Wednesday, November 21, 2012

Dumb and Dumber: HP and Autonomy Dueling PR

So much has been written about HP's fiasco in voluntarily, with open eyes agreeing to acquire Autonomy for more than $10 billion, which had no grounding in any reality.  Here are some concluding observations, ahead of getting ready for Thanksgiving.

  • Autonomy founder Dr. Mike Lynch is a quant and a promoter. As the Wall Street Journal Deal Blog noted, Silicon Valley's iconic deal maker Frank Quattrone shopped Autonomy to Oracle's Larry Ellison and former HP CEO Mark Hurd.  Lynch's protestations to the contrary are laughable and not worthy of someone whose academic discipline revolves around accuracy and precision. Oracle laughed at a $6 billion valuation. Slowing growth and the evolving market cachet on "big data" made the timing right to pitch a sale.
  • Ten out of the current eleven member HP board, including the current CEO Meg Whitman, hired CEO Leo Apotheker, who was clearly unsuited to be the CEO of a mature public company in need of a turnaround.  This same board acquiesced, or perhaps even advocated, the acquisition of Autonomy for the outrageous price paid.  While Apotheker was discharged, there has been no other senior executive management or board accountability for this, and other, value-destroying acquisitions. 
  • CEO Whitman's laying accountability at the feet of an HP strategy officer is unseemly and shows no respect for the intelligence of the stakeholders.  Whatever PR flak suggested this cop out should be fired. Saying that the solution is to now have a different strategy officer report to the CFO makes the board and executive team seem like idiots.  A reporting line in an org chart caused a loss of of $8.8 billion in value?  I don't think so.
  • What about the CFO?  A strategy officer is looking at the merits of entering into high powered analytics through acquisition.  The officer might be looking at product synergies and opportunities for cross-selling.

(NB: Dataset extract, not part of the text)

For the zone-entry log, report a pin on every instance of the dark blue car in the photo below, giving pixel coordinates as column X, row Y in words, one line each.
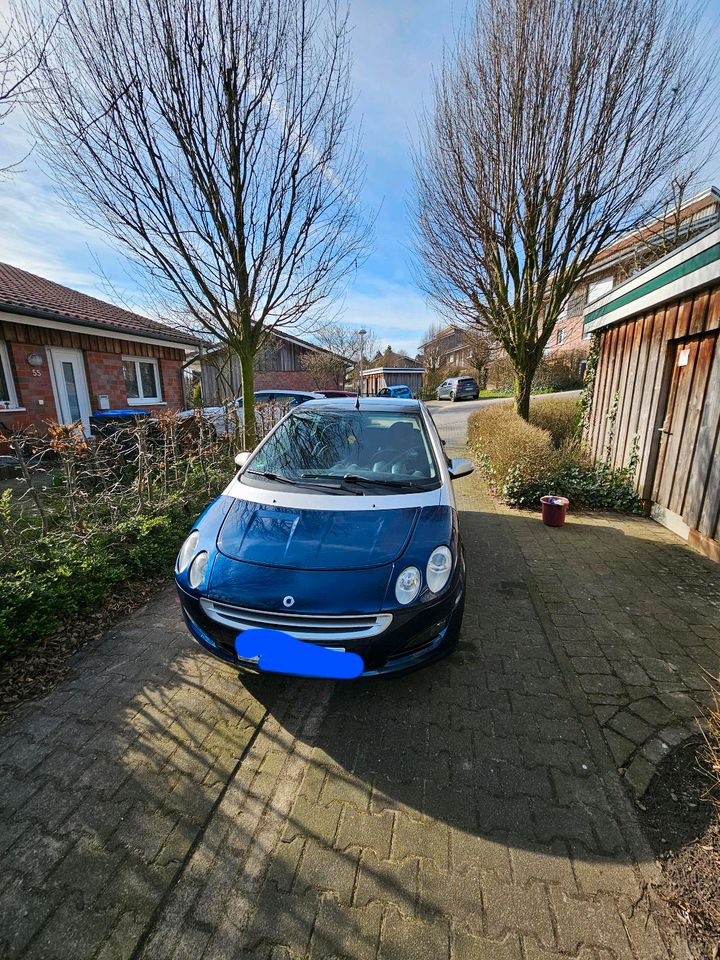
column 335, row 550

Examining the financials of a target company, looking at its controls and financial reporting practices, seeing how its results would translate into HP, thinking about integration of financial reporting, and making projections about synergies and potential dilution are within the CFO's bailiwick and nowhere else.  Deloitte and KPMG would per force have had to report their findings to the CFO and to the Audit Committee Chair.  The whole strategy officer taking a fall discussion is a red herring.
  • As Jim Chanos and others have done, looking at the 2010 Annual Report for Autonomy raises a lot of questions.  However, looking at the financial statements alone is not sufficient; they have to be read with the notes to the statements, as a whole.  The notes are poorly written and uninformative.  Under these circumstances, the two accounting firms should have been able to uncover the accounting deficiencies now claimed as deceptions before the purchase. The Audit Committee Chair should have demanded nothing less.  Revenue recognition is widely recognized by any finance MBA as a major issue for software and technology companies with multi-element product sales and licensing. 
  • The culture and executive compensation practice at Autonomy should have been another warning sign, quite apart from the financials.  
  • At the HP Analyst Day, an HP executive made some carefully worded, but telling comments about Autonomy.  He said that their processes were not reproducible or scalable.  One of his goals was to bring discipline and process to all their functions, including product development.  These were clearly warning signs of things to come. How were product development issues not spotted in a due diligence process?  
  • Having HP's top lawyer issue a press release about clawing back value for shareholders is not comforting.  Recently, a small cap technology company I'm familiar with did a relatively small investigation into an issue at a foreign subsidiary; it generated $2 million in non-recurring expense in a quarter.  I can't imagine what this investigation is going to cost.  It will also now figure in non-GAAP earnings.  It is going to be an expensive, distracting and potentially embarrassing fight with no net benefits. 
  • As we posted recently, the entire board should voluntarily request not to be renominated for election.  The future board should not be filled with homogeneous Valley pals and insiders. It would be appropriate, in my opinion, for CEO Whitman to voluntarily forgo current year incentive compensation  for her role as a director in hiring Apotheker and in acquiring Autonomy.  In previous interviews, she has said she didn't come back to HP for the job or money, but for the challenge.  Giving back incentive compensation would acknowledge that the CEO wasn't up to the acquisition challenge as a director and that nobody is above being held accountable.  The effect on HP's corporate culture would be breathtaking. 
  • Good things are happening inside the company.  It is time to play the hand the company has now for all its worth and to move on.